The UK economy grew by 0.8% during the first quarter of the year, which was faster than the 0.6% increase seen in the Euro area over the same period and a stark contrast with the -1.6% contraction seen in the U.S.

But last quarter’s growth outcome was below the BoE’s forecast and since then there have been numerous signs that elevated energy costs are taking their toll while lifting other prices elsewhere in the economy.

“We had an inflation number our last week and what I thought is that on the surface it was pretty much in line with what we expected. Underneath the surface there was a sign that we saw a shift in the makeup of inflation from the goods supply shock to the energy and food shock, which I would characterise as the post-Covid supply chain shock and moving more into, sadly, the Russia-Ukraine world,” Governor Bailey said on Wednesday.

Governor Bailey made clear in the discussion that the BoE is most concerned with the risk of commodity price increases leading wages to rise faster than they normally would because this could impact other prices in the economy and threaten to sustain inflation above the 2% target for longer.

“This applies to both pay increases and price setting by companies because if everybody tries to beat the inflation and particularly the version we’re having, which is this imported inflation shock and something we can’t avoid, then it will set the second round effects off and of course yes we are seeing some of that tension unfold,” the governor explained in part.

“I think it was likely that we would see this but I have to say the point about second round effects holds as much today as it did then, and that’s the risk. That’s why we will set monetary policy obviously to offset those, if they emerge, to get back to target. And I’m afraid that’s a thin code for saying, the more they emerge, the higher rates will have to be,” he went on to warn.

This is the reason why interest rate risks are on the upside, despite the faltering economy, and that was made unequivocally clear on Wednesday.


Above: Pound to Dollar rate shown at daily intervals with Pound to Euro rate.




“Monetary policy of course has a very important role to play in this because it will act alongside that shock and it’s very important when we come to the language that we use that of course it’s there to tackle the second round effects as they come through price setting and wage setting so the message that we gave and was in the language of our last meeting,” he explained.

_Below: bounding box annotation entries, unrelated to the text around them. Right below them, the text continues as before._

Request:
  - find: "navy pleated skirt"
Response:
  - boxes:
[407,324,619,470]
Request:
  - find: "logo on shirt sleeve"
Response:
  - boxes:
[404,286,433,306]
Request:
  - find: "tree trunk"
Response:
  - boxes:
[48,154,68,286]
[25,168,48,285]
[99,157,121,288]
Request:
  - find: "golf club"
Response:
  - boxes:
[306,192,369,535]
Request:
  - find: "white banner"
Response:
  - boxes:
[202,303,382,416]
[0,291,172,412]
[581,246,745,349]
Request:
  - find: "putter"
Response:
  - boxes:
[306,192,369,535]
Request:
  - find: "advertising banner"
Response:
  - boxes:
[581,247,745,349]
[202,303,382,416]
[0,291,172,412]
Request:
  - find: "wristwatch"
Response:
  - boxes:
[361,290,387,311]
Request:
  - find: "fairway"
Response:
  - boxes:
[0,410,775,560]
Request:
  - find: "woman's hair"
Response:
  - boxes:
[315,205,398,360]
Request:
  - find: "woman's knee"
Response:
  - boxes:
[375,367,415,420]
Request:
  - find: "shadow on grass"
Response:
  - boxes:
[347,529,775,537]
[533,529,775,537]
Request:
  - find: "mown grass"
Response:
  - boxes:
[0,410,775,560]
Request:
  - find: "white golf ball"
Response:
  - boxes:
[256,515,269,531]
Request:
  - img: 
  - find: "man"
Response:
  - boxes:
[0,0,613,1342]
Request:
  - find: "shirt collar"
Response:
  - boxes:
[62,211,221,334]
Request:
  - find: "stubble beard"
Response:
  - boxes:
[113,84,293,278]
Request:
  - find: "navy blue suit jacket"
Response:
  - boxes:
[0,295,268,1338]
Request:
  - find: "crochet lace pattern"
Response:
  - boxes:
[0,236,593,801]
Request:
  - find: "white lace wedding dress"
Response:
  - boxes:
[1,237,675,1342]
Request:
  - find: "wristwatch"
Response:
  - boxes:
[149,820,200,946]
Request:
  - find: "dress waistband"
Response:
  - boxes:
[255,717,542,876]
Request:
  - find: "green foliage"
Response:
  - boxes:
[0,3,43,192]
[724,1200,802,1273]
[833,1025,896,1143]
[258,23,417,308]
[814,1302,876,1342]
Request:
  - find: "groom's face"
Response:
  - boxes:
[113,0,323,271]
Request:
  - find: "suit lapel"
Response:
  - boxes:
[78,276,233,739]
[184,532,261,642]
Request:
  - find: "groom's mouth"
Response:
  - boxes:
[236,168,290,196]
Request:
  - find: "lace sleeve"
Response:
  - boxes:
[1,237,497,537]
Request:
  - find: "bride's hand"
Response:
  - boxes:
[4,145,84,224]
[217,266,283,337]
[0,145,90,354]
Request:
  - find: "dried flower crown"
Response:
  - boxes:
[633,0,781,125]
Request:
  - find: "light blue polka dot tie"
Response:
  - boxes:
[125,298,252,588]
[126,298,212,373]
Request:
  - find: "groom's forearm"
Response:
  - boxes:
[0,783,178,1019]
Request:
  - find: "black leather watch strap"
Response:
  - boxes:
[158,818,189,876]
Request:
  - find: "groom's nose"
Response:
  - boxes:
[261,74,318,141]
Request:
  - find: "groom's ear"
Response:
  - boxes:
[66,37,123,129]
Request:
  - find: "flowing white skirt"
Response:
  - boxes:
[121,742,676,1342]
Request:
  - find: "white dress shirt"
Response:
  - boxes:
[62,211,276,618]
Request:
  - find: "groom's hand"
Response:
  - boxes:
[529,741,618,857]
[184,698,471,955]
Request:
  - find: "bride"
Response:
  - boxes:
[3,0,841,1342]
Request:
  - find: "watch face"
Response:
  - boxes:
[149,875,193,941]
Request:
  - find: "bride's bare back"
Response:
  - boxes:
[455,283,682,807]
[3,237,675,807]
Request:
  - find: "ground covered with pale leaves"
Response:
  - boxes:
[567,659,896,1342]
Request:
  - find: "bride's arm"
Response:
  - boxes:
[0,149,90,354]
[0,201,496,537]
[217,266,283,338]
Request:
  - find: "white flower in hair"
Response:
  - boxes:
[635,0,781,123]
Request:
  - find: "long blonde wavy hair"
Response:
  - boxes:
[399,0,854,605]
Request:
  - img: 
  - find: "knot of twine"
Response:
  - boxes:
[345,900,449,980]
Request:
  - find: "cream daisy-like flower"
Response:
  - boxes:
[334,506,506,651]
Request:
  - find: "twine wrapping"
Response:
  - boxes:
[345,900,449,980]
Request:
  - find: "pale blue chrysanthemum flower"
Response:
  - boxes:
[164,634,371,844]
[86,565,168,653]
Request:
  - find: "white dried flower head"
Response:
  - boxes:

“It leaves options on the table and that’s very deliberate. Very deliberate. I mean people can take a message away from that. It’s quite clear that as we respond to this shock, we want to have those options on the table for precisely the reason that Augustin just said. There will be circumstances in which we will have to do more. We’re not there yet in terms of the next meeting. We’re still a month away but that is on the table, but you shouldn’t assume it’s the only thing that’s on the table,” the governor also later cautioned.

Bank Rate was lifted to a post-financial crisis high of 1.25% in June but some measures of market expectations suggest that investors expect it to rise further and far enough so that it reaches almost three percent by year-end.

Governor Bailey’s remarks made clear that economic data and what it says about the risk of “second round effects” such as higher wages and energy-related increases in prices of other products will be the most important determinant of BoE policy decisions in the months ahead.